Художник хотел заговорить, но ростовщик остановил его.
— Вы уже должны триста фунтов, теперь ежемесячно будете выплачивать десять фунтов и подпишете вексель на ближайшие десять месяцев… Постарайтесь быть точным по истечении одиннадцати месяцев, мистер Уортон!
Художник закрыл лицо своими прекрасными руками.
— Десять месяцев! Десять месяцев отдыха и спокойствия для больной мамочки. Она живет на одних нервах, мистер Грайд. Теперь я смогу спокойно работать ближайшие десять месяцев…
Грайд взял вексель и добавил:
— Но, по вашим собственным словам, в картине кое-чего не хватает. За десять месяцев вы должны закончить ее и дать название.
Художник дал обещание, и картина заняла свое место на стене, над столом Грайда.
Одиннадцать месяцев истекли. Уортон не смог выплатить свой долг.
Он просил, умолял, но напрасно; Грайд приказал распродать имущество несчастного. Судебные исполнители нашли мать и сына, спящими вечным сном — в комнате пахло угарным газом.
На столе лежало письмо для Грайда.
«Я обещал придумать название для картины. Назовите ее „Отмщение“. Я сдержу свое слово и закончу ее».

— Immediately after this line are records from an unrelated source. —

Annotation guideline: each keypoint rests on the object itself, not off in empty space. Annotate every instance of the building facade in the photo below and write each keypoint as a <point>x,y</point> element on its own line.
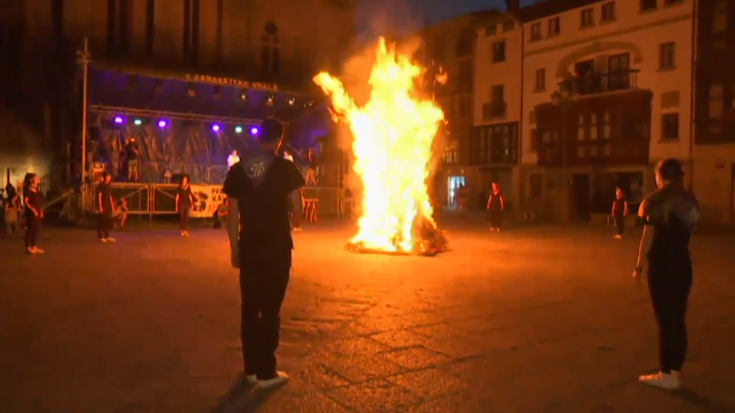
<point>450,47</point>
<point>607,95</point>
<point>714,150</point>
<point>184,45</point>
<point>494,145</point>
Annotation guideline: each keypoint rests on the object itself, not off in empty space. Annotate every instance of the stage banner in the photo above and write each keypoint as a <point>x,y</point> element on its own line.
<point>208,199</point>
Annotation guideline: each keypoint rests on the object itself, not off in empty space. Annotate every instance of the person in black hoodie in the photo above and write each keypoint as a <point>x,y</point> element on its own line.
<point>184,200</point>
<point>258,189</point>
<point>668,216</point>
<point>34,204</point>
<point>106,207</point>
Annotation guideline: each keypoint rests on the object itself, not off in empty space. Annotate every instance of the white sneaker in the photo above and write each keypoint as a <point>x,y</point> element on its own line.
<point>666,381</point>
<point>280,378</point>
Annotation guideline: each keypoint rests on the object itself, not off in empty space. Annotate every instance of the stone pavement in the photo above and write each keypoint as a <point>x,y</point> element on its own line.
<point>540,319</point>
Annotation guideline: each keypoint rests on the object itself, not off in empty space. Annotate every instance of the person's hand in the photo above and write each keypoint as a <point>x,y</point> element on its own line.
<point>637,274</point>
<point>235,258</point>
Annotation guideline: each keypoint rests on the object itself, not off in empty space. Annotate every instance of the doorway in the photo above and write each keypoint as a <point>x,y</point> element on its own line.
<point>732,192</point>
<point>454,185</point>
<point>580,201</point>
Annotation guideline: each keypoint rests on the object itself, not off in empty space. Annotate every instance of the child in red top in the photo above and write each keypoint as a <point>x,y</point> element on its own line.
<point>619,212</point>
<point>496,205</point>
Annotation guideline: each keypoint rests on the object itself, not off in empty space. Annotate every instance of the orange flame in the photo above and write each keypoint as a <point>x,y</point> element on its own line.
<point>393,136</point>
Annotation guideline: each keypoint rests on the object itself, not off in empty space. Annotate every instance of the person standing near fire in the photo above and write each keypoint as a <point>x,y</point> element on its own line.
<point>619,212</point>
<point>312,169</point>
<point>34,204</point>
<point>11,208</point>
<point>184,200</point>
<point>669,216</point>
<point>106,208</point>
<point>261,246</point>
<point>496,206</point>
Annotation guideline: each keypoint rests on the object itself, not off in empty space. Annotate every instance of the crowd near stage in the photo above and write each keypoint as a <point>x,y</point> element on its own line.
<point>149,130</point>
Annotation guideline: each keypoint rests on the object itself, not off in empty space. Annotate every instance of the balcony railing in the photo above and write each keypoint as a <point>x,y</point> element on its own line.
<point>595,83</point>
<point>602,152</point>
<point>494,110</point>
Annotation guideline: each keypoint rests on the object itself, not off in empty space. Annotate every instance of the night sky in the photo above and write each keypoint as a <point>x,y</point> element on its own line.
<point>407,15</point>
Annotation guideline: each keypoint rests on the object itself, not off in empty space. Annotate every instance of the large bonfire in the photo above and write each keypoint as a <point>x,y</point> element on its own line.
<point>393,139</point>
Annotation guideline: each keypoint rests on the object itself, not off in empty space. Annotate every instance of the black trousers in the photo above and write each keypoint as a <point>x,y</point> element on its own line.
<point>33,229</point>
<point>263,285</point>
<point>669,284</point>
<point>184,217</point>
<point>620,224</point>
<point>496,217</point>
<point>104,224</point>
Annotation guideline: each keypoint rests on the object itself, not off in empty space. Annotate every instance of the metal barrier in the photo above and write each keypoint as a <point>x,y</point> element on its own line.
<point>330,200</point>
<point>155,172</point>
<point>160,199</point>
<point>163,198</point>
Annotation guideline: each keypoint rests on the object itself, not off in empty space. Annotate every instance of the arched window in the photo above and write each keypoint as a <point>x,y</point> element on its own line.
<point>270,53</point>
<point>580,128</point>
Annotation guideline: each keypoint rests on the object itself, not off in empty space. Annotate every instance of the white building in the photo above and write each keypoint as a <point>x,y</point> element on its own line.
<point>494,143</point>
<point>622,71</point>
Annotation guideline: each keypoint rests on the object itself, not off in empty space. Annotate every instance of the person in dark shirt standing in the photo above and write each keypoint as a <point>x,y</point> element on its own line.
<point>131,153</point>
<point>258,189</point>
<point>34,204</point>
<point>496,205</point>
<point>668,216</point>
<point>184,200</point>
<point>619,212</point>
<point>106,208</point>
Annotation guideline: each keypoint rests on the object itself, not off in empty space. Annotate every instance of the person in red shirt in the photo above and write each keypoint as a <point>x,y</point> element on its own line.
<point>619,212</point>
<point>496,206</point>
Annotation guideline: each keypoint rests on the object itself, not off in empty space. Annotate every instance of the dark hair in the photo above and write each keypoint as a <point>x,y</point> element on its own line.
<point>27,180</point>
<point>271,130</point>
<point>670,169</point>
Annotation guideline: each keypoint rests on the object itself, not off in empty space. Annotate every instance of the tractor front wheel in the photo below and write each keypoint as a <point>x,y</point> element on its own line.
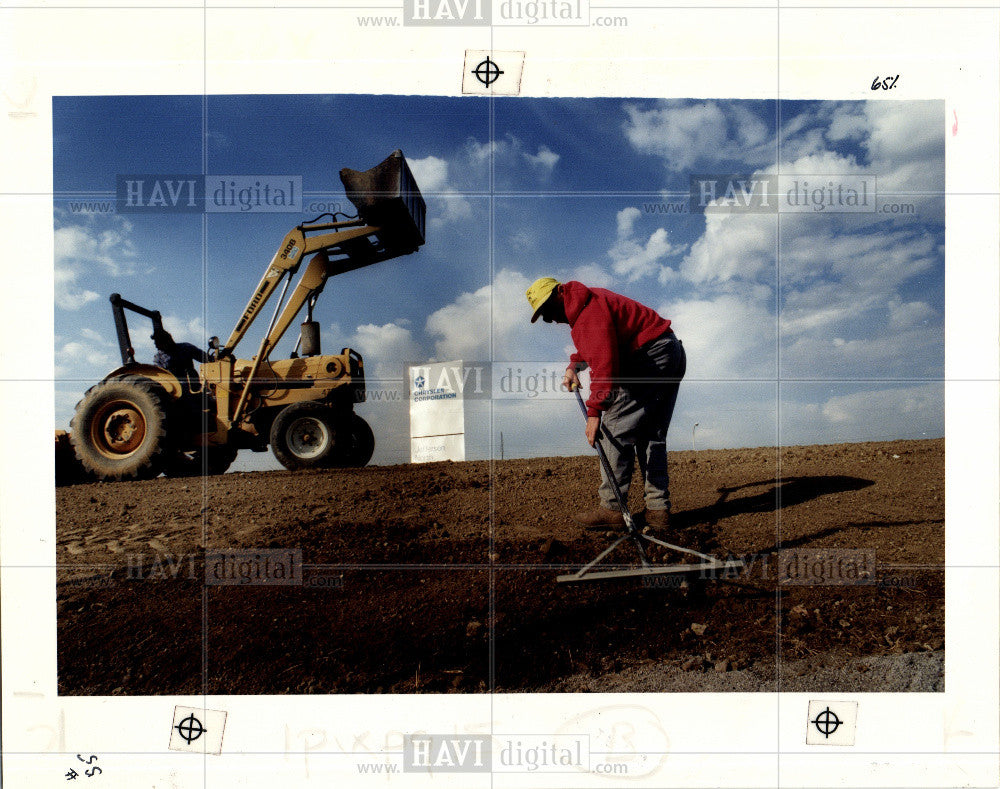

Грайд выразил недовольство.
— Прежде всего, название не подходит, к тому же, как он ее теперь закончит?
Он бросил вызов аду.
Однажды утром я заметил, что Грайд невероятно возбужден.
— Посмотрите на картину, — закричал он, увидев меня. — Вы ничего не замечаете?
Я не заметил никаких изменений.
Мое заявление обрадовало его.
— Представьте себе… — начал он. Провел рукой по лбу, стер пот и тут же продолжил: — Это случилось вчера после полуночи. Я уже лег, как вдруг вспомнил, что оставил на столе важные документы. Встал, чтобы убрать их. Я легко ориентируюсь в темноте — в доме мне известен каждый уголок — и вошел в кабинет, не зажигая света. Луна хорошо освещала комнату. Когда я склонился над бумагами, что-то шелохнулось между окном и мною… Посмотрите на картину! Посмотрите на картину! Это галлюцинация. А я не подвержен… Мне кажется, он шевельнулся… Так вот! Этой ночью мне показалось — нет, я видел руку, которая высунулась из картины, чтобы схватить меня.